Tough day for anyone trying to argue athletes aren’t more than regular students, assuming football will still be on campus.
The revised class schedule will be available by July 8. This schedule will reflect that a majority of undergraduate classes will be available solely online. There will also be courses that will be offered in a hybrid format (combining in person and online course sessions). We anticipate that 10-20 percent of our classes will be conducted in person, on campus. These will be primarily face-to-face labs, studios, performance, and other courses involving hands-on work, and independent research studies that require facilities and equipment only available on campus. Even these courses, for the most part, will also be available online this semester. https://coronavirus.usc.edu/2020/07/01/7-1-letter-on-student-housing-and-course-schedules/
UCLA also said 15-20% of classes will be in-person, mostly the labs required for sciences I'd imagine
Yep and it's so disingenuous. It's an attempt to say "Hey there's still a reason to pay your tuition to us!" with the implication that the "important" classes will still be on campus. But it's really the 4-5 person labs or independent study courses. But it's a better sell than doing a % of students per class as either online or in person.
Yes, I know. But there will still be people on campus. You cannot do all classes online, that’s why there will be hybrid classes occurring. I’m not schilling for a full return to campus; I’m just saying that there won’t be 100% online at the majority of higher education institutions.
The regular students take easy online classes and the athletes have to show up on campus. The sham is complete
Not sports related, but higher ed related. Thought this was interesting. https://insidehighered.com/news/202...ial&utm_source=twitter&utm_campaign=IHEbuffer
They need to come out with the unpopular decision and just cancel or postpone the fucking football season. They aren't even buying time for fall sports by pushing shit back 2 weeks at a time. It's all so obvious to anyone that has been following this pandemic.
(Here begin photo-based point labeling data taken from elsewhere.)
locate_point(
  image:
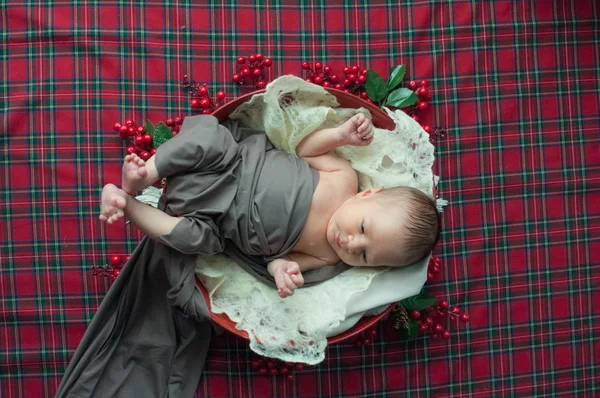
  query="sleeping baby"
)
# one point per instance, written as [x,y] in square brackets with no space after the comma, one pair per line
[244,196]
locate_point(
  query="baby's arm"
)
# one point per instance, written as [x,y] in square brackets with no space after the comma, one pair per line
[356,131]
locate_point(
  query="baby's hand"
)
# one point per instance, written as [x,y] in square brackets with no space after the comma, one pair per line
[287,276]
[357,131]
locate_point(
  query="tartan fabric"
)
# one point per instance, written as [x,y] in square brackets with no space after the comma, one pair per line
[514,82]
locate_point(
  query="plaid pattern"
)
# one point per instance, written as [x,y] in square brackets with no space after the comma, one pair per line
[515,83]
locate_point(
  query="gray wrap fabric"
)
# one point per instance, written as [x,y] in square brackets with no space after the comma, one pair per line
[237,195]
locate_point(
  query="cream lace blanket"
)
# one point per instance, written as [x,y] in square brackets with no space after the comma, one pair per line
[295,329]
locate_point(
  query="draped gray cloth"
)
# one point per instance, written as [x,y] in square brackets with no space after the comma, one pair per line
[237,195]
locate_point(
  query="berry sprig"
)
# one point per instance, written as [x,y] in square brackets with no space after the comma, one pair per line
[143,139]
[252,69]
[112,269]
[432,320]
[274,367]
[201,96]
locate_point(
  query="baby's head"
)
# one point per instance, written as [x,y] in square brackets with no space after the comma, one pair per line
[392,227]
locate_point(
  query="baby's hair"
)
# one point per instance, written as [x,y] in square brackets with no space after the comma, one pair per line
[422,222]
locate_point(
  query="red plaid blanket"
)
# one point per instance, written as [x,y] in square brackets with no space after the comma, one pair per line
[515,84]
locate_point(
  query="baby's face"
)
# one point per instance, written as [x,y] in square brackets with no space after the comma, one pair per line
[362,234]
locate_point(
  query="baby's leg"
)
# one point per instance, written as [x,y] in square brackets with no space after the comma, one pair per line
[116,203]
[287,276]
[137,174]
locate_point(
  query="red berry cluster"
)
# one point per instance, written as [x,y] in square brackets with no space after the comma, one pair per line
[434,268]
[366,339]
[352,82]
[141,142]
[252,68]
[202,99]
[274,367]
[421,89]
[431,320]
[112,269]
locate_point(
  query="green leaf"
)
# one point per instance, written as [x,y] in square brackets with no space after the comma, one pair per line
[410,332]
[396,76]
[375,85]
[418,302]
[161,135]
[149,127]
[402,97]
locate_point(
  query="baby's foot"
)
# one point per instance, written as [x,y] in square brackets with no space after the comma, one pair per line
[133,174]
[287,276]
[357,131]
[113,203]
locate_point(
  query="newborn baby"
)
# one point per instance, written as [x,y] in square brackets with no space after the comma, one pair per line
[375,227]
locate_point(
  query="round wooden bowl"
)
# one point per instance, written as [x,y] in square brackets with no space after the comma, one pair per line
[381,120]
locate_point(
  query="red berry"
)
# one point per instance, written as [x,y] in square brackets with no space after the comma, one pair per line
[443,303]
[115,261]
[422,92]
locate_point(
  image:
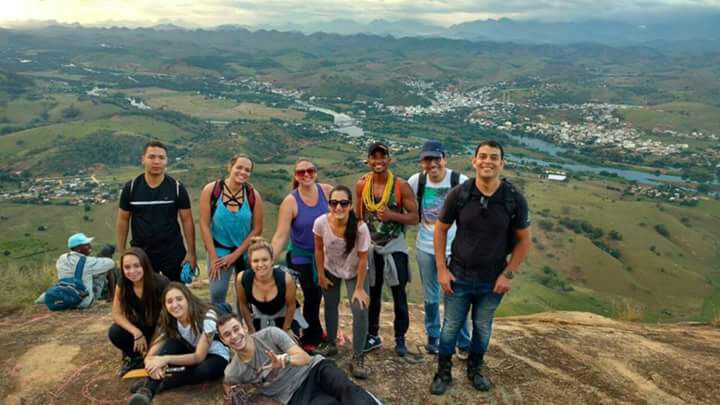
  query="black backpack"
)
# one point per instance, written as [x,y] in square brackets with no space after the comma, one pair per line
[422,181]
[248,191]
[509,202]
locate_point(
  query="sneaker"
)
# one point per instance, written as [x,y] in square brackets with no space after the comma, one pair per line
[443,377]
[131,363]
[326,349]
[372,343]
[433,346]
[357,367]
[142,397]
[400,347]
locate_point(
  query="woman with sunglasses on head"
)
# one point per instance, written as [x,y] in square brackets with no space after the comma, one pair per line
[341,252]
[231,212]
[136,307]
[266,294]
[186,338]
[298,211]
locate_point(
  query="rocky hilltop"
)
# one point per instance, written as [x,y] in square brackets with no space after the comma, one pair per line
[558,357]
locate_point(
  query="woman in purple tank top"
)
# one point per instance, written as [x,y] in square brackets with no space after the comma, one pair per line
[298,211]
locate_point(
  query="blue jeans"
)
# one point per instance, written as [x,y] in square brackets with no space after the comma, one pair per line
[431,290]
[477,296]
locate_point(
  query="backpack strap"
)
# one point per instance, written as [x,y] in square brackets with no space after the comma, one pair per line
[79,268]
[216,193]
[250,196]
[422,181]
[454,178]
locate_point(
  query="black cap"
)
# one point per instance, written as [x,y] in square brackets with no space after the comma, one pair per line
[378,146]
[432,149]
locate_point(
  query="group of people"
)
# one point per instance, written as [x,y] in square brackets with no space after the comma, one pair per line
[473,236]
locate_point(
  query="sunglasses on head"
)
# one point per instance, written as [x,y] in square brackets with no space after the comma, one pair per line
[310,171]
[342,203]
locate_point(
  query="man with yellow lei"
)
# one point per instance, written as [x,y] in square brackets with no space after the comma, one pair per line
[387,204]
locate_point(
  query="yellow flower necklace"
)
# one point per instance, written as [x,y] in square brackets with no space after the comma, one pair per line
[369,199]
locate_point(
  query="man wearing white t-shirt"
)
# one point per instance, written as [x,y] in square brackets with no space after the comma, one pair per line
[431,186]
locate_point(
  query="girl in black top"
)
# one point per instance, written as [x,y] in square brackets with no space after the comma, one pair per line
[266,294]
[136,307]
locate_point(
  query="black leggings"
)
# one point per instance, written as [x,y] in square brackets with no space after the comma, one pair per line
[311,306]
[125,341]
[326,384]
[211,368]
[402,318]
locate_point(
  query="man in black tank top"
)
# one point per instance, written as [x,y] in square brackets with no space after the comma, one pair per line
[149,206]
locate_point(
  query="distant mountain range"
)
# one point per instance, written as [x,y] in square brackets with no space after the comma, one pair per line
[652,31]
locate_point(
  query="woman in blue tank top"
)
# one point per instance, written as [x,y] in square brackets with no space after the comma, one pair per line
[231,213]
[298,211]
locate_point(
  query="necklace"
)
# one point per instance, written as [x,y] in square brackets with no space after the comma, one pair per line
[369,198]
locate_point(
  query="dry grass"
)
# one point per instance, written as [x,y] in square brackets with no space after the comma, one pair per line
[21,285]
[628,311]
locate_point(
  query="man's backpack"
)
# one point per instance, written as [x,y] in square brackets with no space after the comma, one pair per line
[69,291]
[422,181]
[248,192]
[509,202]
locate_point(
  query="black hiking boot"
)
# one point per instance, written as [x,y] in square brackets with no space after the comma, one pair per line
[443,377]
[474,372]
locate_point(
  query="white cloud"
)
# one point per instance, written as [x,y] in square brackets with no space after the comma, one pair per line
[253,12]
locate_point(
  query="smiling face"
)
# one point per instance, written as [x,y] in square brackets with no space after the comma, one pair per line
[132,269]
[241,170]
[488,162]
[305,173]
[261,263]
[339,204]
[155,160]
[176,304]
[378,161]
[234,334]
[434,167]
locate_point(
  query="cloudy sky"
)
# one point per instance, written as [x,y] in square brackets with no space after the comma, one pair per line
[276,12]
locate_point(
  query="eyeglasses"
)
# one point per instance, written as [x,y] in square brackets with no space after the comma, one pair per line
[342,203]
[310,171]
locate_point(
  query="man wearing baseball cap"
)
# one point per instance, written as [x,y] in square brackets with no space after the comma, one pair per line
[387,204]
[95,269]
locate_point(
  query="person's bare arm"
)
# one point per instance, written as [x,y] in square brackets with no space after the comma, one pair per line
[445,278]
[286,213]
[290,302]
[242,303]
[121,229]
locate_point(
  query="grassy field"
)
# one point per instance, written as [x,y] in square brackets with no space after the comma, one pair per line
[208,108]
[20,143]
[679,116]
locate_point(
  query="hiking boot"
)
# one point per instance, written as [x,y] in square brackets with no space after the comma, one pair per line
[326,349]
[433,346]
[400,347]
[131,363]
[443,377]
[474,373]
[357,367]
[142,397]
[372,343]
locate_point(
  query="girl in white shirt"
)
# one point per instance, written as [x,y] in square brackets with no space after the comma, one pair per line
[341,254]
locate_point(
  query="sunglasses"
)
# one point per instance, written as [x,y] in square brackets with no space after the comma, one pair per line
[342,203]
[310,171]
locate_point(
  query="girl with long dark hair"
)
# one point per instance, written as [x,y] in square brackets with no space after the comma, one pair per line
[298,211]
[341,253]
[185,338]
[231,212]
[136,307]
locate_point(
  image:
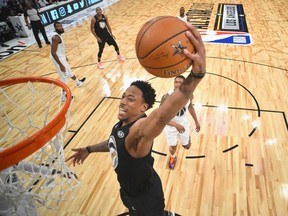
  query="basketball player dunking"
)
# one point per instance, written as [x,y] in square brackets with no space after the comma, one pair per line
[131,139]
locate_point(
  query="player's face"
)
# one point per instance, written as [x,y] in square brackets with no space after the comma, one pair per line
[132,105]
[178,82]
[98,11]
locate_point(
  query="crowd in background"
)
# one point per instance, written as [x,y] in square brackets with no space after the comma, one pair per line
[16,8]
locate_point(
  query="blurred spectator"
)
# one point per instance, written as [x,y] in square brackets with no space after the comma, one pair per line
[15,8]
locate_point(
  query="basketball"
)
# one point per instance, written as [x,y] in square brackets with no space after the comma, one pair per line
[159,46]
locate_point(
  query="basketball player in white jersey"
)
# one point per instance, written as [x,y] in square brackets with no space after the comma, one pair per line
[178,127]
[59,58]
[183,16]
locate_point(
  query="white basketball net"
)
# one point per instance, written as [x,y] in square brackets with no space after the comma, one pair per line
[42,179]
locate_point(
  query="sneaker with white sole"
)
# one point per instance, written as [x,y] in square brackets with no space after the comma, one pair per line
[121,58]
[81,82]
[64,97]
[99,64]
[172,162]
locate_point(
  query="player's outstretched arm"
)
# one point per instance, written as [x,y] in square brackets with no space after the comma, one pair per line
[156,121]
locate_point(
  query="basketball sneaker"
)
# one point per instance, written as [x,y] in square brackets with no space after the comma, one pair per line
[99,64]
[121,58]
[81,82]
[64,97]
[172,162]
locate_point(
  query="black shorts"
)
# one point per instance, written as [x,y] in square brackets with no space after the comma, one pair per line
[151,203]
[109,40]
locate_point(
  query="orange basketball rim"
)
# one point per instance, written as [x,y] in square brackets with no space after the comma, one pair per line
[15,153]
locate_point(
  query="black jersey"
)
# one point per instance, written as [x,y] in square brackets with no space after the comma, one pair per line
[100,27]
[133,174]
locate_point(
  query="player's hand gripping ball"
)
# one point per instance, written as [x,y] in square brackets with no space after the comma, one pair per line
[160,44]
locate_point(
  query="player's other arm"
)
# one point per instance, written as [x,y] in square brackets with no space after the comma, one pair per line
[109,27]
[92,24]
[55,42]
[194,116]
[82,153]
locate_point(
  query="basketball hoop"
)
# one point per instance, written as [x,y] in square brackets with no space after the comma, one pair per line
[34,121]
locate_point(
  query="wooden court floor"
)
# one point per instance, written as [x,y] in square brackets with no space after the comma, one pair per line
[237,164]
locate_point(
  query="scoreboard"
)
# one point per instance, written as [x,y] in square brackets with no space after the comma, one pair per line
[62,11]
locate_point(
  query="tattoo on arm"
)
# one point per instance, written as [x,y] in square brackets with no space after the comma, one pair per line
[184,89]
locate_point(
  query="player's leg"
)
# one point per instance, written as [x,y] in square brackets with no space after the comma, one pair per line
[35,30]
[112,41]
[171,135]
[185,139]
[101,49]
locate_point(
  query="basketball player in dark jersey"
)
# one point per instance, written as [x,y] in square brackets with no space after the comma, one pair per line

This research seems really fucking dubious. For one, they assume students will return (in large numbers) to Ithaca in spite of the decision to go remote with instruction. Why? There are social reasons, sure, but don't they imagine a significant number might actually be deterred if the situation is serious enough to warrant cancelling in person instruction at their school? Might parents have a role? What about all of the students that were relying on side jobs that don't for the time being exist in order to pay rent or room and board/tuition? I don't feel a need to immediately question the integrity of the researchers, but we also can't forget that they work for the institution and their jobs ultimately depend on its existence, so...
Lol at NBA saying “you know what, we’re having so much success trying to get this bubble in Florida going, let’s do a second bubble in Chicago for the nbas worst teams while we’re at it!”
Notre Dame and supposedly OSU are doing great too. The fact that it's possible to be doing great, almost makes you think Dabo is legit going for herd immunity.
If so, we'll probably leave dozens of positive tests out in plain view for some photographer to easily take a picture of at some point.
Players getting a daily test while people having to schedule tests days in advance would be so American.
I posted in another thread that if access to tests is already becoming a problem, what happens to that access when sports teams and universities start to demand tests?
Lol god. Excerpt from The Athletic Spoiler Sometime Wednesday night, four transactions were inputted into Major League Baseball’s public database and posted for the world to see: Tommy Hunter, Scott Kingery, Héctor Neris and Ranger Suárez were placed on the injured list, according to the league’s website, without a specific injury, prompting speculation and confusion. It was yet another step into the gray area pandemic baseball occupies. The Athletic’s policy is not to report that a player has tested positive for COVID-19 unless the player, his representation, the team or league has announced it publicly. MLB has established a COVID-19 injured list for players who test positive or are exposed to someone who has, but teams are prohibited from announcing a placement on that list because the virus is not considered an employment-related injury and teams must adhere to health privacy laws. The Phillies never announced the four transactions. They did not expect the league to post the transactions on a public website, according to a source. The team’s front office did not inform the agents of the four players about the roster moves. Everything about this is uncharted water. At least one of the players, according to two sources, could return to the active roster by this weekend.
Honest question because I don’t know the answer. How would it be different than the European leagues that are playing soccer and other sports right now?
As far as I understand, the main difference would be that their additional testing isn’t impacting regular people from getting tested, largely because they have the virus somewhat under control now.